To mitigate this, Orion carries a completely independent Backup Flight Software (BFS) system. This is a prime example of dissimilar redundancy. It is implemented on different hardware, runs a different operating system, and utilizes independently developed, simplified flight software.

Even in a total power loss scenario—called a “dead bus”—Orion is designed to survive. If power is restored, the spacecraft enters a safe mode, in which the vehicle first stabilizes itself and then points its solar arrays at the Sun to recover power. Then, it orients its tail toward the Sun for thermal stability before attempting to re-establish communication with Earth. During such a failure, the crew can also take manual action to configure life support systems or don space suits.

Of course, it costs a lot to get this sort of redundancy planning in technical architecture. Those costs make sense on a space mission.

But, that said, there’s a lot we can learn on ensuring we’re making space for redundancy planning that is appropriate to our use-cases.

The person who passes the sentence

There’s a line from Game of Thrones that has stayed with me over the years. Ned Stark said “the man who passes the sentence should swing the sword.”

A brutal image. But an important lesson nonetheless.

Ned made sure that if he condemned someone to their death, he was the one who carried it out. He didn’t outsource the hard part.

I think about this whenever I see leaders disconnected from the impact of their own decisions. It happens at every level – a country that wages a war the leader won’t fight, a large organization that hands down a mandate it won’t implement, and another where a leader makes a difficult call affecting real people by firing off someone else’s shoulders.

Sometimes, the test of a decision maker isn’t just about the calls they make.
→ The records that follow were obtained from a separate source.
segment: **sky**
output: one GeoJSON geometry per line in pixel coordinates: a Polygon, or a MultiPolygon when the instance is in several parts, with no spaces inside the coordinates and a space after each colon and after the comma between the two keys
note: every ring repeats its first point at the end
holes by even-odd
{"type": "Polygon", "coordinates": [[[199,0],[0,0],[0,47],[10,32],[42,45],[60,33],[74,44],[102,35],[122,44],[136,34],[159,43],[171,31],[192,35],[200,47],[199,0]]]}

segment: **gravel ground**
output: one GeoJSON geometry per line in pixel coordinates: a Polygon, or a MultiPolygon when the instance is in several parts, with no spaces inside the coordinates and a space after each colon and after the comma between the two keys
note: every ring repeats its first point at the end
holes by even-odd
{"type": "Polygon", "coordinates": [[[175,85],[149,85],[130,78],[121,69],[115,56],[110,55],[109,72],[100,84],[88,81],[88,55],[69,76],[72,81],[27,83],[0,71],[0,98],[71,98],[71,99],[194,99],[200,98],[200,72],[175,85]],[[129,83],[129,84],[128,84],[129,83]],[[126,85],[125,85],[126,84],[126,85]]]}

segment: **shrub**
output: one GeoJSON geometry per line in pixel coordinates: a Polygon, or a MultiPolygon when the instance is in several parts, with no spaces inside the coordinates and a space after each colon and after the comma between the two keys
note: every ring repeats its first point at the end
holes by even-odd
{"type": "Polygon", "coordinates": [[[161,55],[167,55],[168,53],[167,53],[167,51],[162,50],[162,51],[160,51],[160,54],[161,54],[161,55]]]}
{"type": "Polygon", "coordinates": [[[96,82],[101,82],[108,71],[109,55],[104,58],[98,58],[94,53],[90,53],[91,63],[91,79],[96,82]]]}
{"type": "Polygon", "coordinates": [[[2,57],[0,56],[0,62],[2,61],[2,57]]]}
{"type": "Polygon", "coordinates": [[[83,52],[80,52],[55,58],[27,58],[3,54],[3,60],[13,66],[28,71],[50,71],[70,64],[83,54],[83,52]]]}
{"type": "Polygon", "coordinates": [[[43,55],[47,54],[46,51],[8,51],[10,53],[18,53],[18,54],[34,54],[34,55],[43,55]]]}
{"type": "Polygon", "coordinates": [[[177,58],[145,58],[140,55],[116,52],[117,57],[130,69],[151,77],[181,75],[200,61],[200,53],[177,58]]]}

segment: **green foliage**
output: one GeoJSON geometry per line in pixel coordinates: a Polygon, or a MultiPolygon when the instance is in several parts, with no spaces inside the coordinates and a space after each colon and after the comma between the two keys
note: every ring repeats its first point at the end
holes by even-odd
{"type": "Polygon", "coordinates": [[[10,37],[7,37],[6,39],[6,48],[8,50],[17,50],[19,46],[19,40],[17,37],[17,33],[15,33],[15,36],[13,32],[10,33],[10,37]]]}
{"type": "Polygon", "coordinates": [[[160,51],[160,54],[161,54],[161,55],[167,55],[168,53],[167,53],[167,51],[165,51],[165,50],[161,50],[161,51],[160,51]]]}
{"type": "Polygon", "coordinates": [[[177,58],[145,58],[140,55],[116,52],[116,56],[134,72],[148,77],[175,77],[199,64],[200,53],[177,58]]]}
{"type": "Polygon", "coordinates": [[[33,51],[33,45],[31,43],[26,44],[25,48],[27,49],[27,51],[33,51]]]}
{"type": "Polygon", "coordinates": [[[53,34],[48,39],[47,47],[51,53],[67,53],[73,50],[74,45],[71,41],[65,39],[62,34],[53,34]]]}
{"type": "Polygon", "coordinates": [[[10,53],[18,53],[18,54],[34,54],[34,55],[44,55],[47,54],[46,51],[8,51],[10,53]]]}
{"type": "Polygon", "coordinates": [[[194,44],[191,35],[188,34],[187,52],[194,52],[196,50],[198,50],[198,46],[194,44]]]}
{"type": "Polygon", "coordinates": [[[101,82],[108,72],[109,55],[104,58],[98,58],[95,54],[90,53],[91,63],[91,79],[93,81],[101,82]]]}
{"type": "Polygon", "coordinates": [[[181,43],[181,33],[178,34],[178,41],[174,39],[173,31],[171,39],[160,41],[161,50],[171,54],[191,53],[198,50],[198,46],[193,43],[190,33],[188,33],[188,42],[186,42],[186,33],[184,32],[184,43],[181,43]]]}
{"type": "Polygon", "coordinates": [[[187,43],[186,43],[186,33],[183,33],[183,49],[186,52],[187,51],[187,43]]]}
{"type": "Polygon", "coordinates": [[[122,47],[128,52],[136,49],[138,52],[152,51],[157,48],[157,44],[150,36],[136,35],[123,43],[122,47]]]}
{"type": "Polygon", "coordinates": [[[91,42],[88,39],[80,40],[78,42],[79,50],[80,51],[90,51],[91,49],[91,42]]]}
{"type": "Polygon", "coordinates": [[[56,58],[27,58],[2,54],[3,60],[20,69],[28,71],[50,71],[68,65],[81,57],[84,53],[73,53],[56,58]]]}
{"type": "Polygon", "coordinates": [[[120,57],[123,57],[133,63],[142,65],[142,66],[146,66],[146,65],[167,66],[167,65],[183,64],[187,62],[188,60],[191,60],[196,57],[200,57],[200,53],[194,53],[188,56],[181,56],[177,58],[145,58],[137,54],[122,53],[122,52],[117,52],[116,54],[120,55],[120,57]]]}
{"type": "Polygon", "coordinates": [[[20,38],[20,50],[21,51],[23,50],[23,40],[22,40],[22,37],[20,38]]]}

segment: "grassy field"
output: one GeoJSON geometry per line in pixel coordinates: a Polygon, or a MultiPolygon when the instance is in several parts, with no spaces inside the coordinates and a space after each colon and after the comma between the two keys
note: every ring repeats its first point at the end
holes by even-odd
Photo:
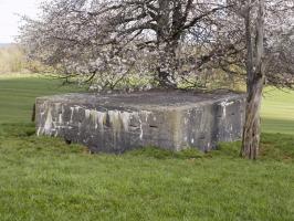
{"type": "Polygon", "coordinates": [[[266,88],[262,119],[263,131],[294,135],[294,91],[266,88]]]}
{"type": "MultiPolygon", "coordinates": [[[[238,157],[240,143],[210,154],[90,155],[35,137],[29,123],[35,96],[69,91],[35,77],[0,80],[1,221],[293,220],[293,135],[263,134],[255,162],[238,157]]],[[[266,93],[265,131],[293,134],[293,101],[266,93]]]]}

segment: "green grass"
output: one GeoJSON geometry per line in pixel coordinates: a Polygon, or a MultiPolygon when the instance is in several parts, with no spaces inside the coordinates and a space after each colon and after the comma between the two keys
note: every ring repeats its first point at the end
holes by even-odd
{"type": "Polygon", "coordinates": [[[0,124],[28,123],[32,116],[35,97],[73,91],[78,88],[62,86],[57,80],[0,77],[0,124]]]}
{"type": "MultiPolygon", "coordinates": [[[[293,220],[293,135],[263,134],[254,162],[239,158],[240,143],[209,154],[145,148],[91,155],[35,137],[29,123],[35,96],[72,90],[42,78],[0,80],[0,221],[293,220]]],[[[279,99],[265,105],[284,98],[274,93],[279,99]]],[[[279,105],[291,105],[291,96],[279,105]]],[[[288,124],[271,108],[263,107],[265,123],[272,117],[288,124]]],[[[266,127],[286,130],[282,124],[266,127]]]]}
{"type": "Polygon", "coordinates": [[[262,130],[294,135],[294,91],[265,90],[262,130]]]}

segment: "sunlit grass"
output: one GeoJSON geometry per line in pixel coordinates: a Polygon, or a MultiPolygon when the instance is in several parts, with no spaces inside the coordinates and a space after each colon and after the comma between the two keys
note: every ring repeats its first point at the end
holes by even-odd
{"type": "MultiPolygon", "coordinates": [[[[36,137],[29,123],[36,96],[70,91],[76,88],[39,77],[0,80],[1,221],[293,220],[292,135],[263,134],[254,162],[239,157],[240,141],[209,154],[149,147],[91,155],[36,137]]],[[[292,96],[267,96],[264,130],[291,134],[292,96]]]]}

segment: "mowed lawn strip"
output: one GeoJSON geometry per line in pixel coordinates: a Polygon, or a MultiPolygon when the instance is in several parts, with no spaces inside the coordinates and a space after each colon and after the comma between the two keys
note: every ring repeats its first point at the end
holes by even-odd
{"type": "Polygon", "coordinates": [[[294,91],[265,88],[262,131],[294,135],[294,91]]]}
{"type": "Polygon", "coordinates": [[[0,80],[0,221],[293,220],[292,135],[263,134],[254,162],[239,158],[240,141],[209,154],[91,155],[35,137],[29,123],[34,97],[72,90],[42,78],[0,80]]]}
{"type": "Polygon", "coordinates": [[[29,123],[35,97],[77,91],[82,88],[62,86],[59,80],[0,77],[0,124],[29,123]]]}

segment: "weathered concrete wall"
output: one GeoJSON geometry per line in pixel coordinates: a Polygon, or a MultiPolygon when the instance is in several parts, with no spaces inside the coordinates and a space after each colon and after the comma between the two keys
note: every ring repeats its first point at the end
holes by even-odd
{"type": "Polygon", "coordinates": [[[64,137],[92,151],[143,146],[210,150],[241,137],[245,96],[234,93],[67,94],[36,99],[38,135],[64,137]]]}

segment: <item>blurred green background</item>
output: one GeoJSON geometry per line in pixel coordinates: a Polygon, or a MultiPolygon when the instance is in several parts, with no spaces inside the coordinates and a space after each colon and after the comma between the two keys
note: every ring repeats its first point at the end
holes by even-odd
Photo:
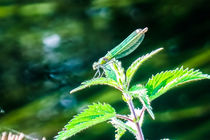
{"type": "MultiPolygon", "coordinates": [[[[92,102],[128,113],[118,91],[96,86],[73,95],[72,88],[94,75],[92,63],[132,31],[148,27],[143,43],[121,59],[123,66],[159,47],[164,51],[139,69],[133,80],[183,65],[210,74],[208,0],[1,0],[0,129],[53,139],[92,102]]],[[[152,102],[146,139],[210,137],[210,81],[185,84],[152,102]]],[[[138,106],[139,104],[136,103],[138,106]]],[[[72,140],[114,139],[102,123],[72,140]]],[[[126,133],[122,140],[134,139],[126,133]]]]}

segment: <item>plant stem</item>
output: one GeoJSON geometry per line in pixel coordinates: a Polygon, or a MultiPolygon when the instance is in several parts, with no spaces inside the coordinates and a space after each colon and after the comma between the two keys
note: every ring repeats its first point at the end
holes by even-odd
{"type": "Polygon", "coordinates": [[[123,120],[127,120],[127,121],[133,122],[132,119],[130,119],[130,118],[128,118],[127,116],[124,116],[124,115],[119,115],[119,114],[117,114],[116,117],[117,117],[117,118],[120,118],[120,119],[123,119],[123,120]]]}
{"type": "Polygon", "coordinates": [[[142,132],[141,127],[139,125],[139,120],[137,118],[136,112],[134,110],[133,101],[132,101],[130,95],[128,95],[127,93],[123,93],[123,95],[127,99],[127,104],[129,106],[131,115],[133,115],[133,117],[135,119],[134,123],[135,123],[136,128],[137,128],[136,138],[137,138],[137,140],[144,140],[144,135],[143,135],[143,132],[142,132]]]}

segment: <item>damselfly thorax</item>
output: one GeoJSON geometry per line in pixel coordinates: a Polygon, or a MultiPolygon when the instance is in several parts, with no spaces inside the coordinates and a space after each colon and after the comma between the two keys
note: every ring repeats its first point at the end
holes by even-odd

It’s whether they are willing to be on the front line when it lands.

On Burning Bridges

“Don’t burn bridges” is conventional wisdom for professionals. Keep every connection intact, especially on the way out of a place.

I think there’s nuance here.

Some bridges are worth burning. Not every relationship is one worth maintaining. Some are toxic. Some just ran their course. In those cases, it’s okay to let the bridge go – or at least not work very hard to keep it strong.
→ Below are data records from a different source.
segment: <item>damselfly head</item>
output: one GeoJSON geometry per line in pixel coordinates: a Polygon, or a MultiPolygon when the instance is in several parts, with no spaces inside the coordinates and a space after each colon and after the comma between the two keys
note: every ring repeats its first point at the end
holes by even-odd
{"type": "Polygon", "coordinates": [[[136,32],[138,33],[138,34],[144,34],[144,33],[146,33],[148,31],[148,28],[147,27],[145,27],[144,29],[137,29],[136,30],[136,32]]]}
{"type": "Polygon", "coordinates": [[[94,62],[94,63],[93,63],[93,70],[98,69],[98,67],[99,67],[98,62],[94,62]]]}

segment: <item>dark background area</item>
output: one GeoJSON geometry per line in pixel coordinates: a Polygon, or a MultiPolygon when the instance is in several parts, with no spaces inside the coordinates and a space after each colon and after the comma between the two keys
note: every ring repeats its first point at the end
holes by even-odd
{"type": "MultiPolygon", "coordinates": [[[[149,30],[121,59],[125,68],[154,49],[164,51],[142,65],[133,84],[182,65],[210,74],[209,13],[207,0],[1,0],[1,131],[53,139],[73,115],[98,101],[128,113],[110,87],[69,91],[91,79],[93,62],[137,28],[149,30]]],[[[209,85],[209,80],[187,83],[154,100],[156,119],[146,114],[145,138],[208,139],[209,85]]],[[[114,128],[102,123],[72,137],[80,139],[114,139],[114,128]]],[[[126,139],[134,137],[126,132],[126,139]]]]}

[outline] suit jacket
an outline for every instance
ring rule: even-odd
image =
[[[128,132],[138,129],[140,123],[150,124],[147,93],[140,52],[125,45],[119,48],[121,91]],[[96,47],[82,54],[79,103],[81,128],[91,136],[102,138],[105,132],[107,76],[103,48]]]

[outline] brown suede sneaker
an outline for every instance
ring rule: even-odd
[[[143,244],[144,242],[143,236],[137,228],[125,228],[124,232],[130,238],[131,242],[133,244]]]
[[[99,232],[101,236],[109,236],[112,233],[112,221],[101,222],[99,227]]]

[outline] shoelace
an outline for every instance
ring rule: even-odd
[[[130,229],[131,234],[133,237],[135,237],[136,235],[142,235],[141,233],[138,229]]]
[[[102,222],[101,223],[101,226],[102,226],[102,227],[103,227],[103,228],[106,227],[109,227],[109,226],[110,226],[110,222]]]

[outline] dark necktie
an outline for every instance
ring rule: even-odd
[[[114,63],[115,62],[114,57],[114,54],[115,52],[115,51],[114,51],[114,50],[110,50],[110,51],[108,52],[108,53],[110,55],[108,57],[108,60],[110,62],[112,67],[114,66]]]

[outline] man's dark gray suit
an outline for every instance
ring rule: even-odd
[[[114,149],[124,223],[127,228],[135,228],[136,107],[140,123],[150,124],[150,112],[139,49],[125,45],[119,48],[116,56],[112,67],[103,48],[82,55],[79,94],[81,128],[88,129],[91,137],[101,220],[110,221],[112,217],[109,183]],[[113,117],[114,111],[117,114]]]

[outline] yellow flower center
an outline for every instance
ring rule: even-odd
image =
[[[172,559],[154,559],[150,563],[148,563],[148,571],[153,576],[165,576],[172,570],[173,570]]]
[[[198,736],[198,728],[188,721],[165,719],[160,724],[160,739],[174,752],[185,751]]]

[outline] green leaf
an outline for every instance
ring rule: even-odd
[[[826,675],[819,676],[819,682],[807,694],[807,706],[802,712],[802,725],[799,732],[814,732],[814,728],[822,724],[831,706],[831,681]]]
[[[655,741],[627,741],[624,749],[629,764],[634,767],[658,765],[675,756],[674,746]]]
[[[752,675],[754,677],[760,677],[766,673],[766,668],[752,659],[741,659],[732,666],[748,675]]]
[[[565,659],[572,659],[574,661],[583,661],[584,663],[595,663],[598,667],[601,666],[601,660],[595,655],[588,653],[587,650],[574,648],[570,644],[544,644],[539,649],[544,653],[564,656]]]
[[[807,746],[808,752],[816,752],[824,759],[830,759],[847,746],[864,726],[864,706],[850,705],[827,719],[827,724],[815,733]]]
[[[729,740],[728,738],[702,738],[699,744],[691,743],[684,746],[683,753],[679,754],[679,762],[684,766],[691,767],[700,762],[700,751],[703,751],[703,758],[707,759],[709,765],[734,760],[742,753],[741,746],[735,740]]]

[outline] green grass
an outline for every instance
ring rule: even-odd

Burning a bridge deliberately, on rare occasions, is thus fine. However, it is when emotion takes the wheel – when your reactions rather than your choices drive the decision – that it comes back to bite you.
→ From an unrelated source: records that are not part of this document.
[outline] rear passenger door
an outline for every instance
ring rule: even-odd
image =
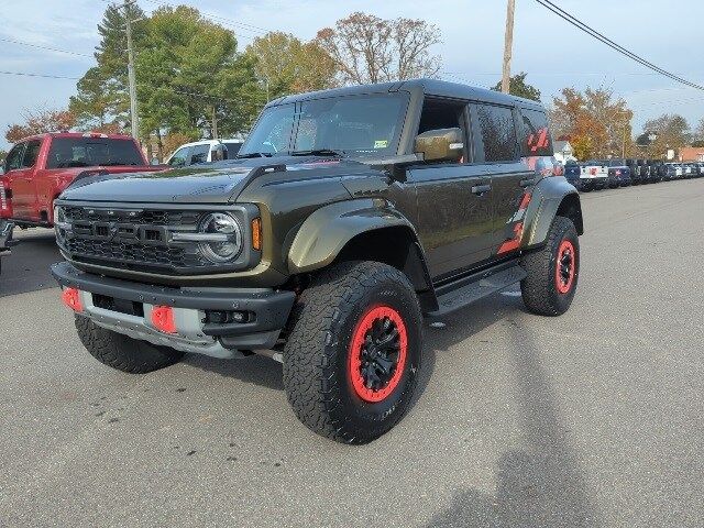
[[[468,102],[426,98],[418,133],[460,128],[464,155],[459,163],[425,162],[408,170],[418,200],[417,229],[433,280],[460,274],[491,255],[490,179],[473,162]]]
[[[477,162],[492,186],[492,255],[504,257],[520,245],[524,215],[535,184],[535,170],[521,160],[518,144],[522,130],[516,127],[513,107],[474,102],[471,117],[475,134]],[[531,142],[542,144],[548,138],[536,131]]]

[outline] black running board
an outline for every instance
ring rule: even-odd
[[[506,289],[526,278],[528,274],[518,264],[499,270],[488,270],[458,280],[457,285],[447,285],[438,292],[438,310],[427,314],[427,318],[436,319],[452,314],[476,302],[484,297]],[[453,287],[454,286],[454,287]],[[440,288],[439,288],[440,289]]]

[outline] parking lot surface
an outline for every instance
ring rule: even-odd
[[[23,233],[0,277],[0,526],[704,526],[704,179],[582,197],[571,310],[517,290],[426,330],[417,402],[365,447],[309,432],[282,367],[88,355]]]

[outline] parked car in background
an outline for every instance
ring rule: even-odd
[[[690,163],[682,164],[682,177],[684,179],[691,179],[694,177],[694,168],[692,167],[692,164]]]
[[[580,182],[582,190],[605,189],[608,185],[608,167],[605,162],[590,160],[583,163]]]
[[[650,160],[650,176],[653,178],[654,183],[660,183],[664,179],[664,162],[660,160]]]
[[[187,167],[198,163],[232,160],[242,146],[240,140],[202,140],[180,145],[168,156],[166,164],[172,167]]]
[[[148,165],[140,145],[127,135],[57,132],[18,142],[3,168],[0,220],[21,227],[51,227],[54,200],[76,179],[166,167]]]
[[[0,273],[2,273],[2,257],[10,254],[13,228],[14,223],[0,220]]]
[[[652,184],[652,178],[650,176],[650,165],[648,164],[648,160],[638,160],[638,166],[640,167],[640,183]]]
[[[632,185],[640,185],[642,180],[642,167],[638,165],[638,160],[626,160],[626,166],[630,168],[630,183]]]
[[[628,187],[630,182],[630,167],[626,165],[626,160],[607,160],[608,166],[608,186],[612,189],[618,187]]]
[[[668,164],[668,177],[667,179],[681,179],[682,178],[682,165],[679,163]]]
[[[580,164],[573,160],[568,160],[564,164],[564,177],[570,184],[576,187],[578,190],[582,190],[581,176],[582,167],[580,167]]]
As with most things in life, it is best done with intention.

Quadrant Two

Much of the challenge with being productive in the long term is consistently carving out time for what’s important but not urgent.

Steven Covey fans will recognize this as “Quadrant Two” – the place where the most meaningful long-term work lives.

It is also the place that consistently gets squeezed out by whatever is loudest that day.

Easy to talk about. So bloody hard to do.

The cost of an executive question

When an executive asks a seemingly simple question about data in a large organization, here’s what often happens –

  • A couple of junior analysts put together a draft.
  • Senior folks review it and edit.
  • Stakeholders across the business align.
  • And eventually, a response gets sent.

The cost to ask the question was low. The cost to answer it was enormous.

The problem isn’t the process. The problem is the executive who hasn’t been in the shoes of everyone else in a long time – and hasn’t stopped to think through the consequences of asking.

When you externalize the cost of a question, it’s easy to keep asking them. And suddenly a whole organization is disrupted and randomized, all because of something that felt casual from the top.

It gets worse with mandates. Policies handed down from executives disconnected from the detail create churn that is difficult to overstate. The more removed you are, the less visible the ripple – and the larger it actually is.

The takeaway for anyone in a senior seat: think about who bears the cost before you ask. The larger the organization, the more that question is worth sitting with.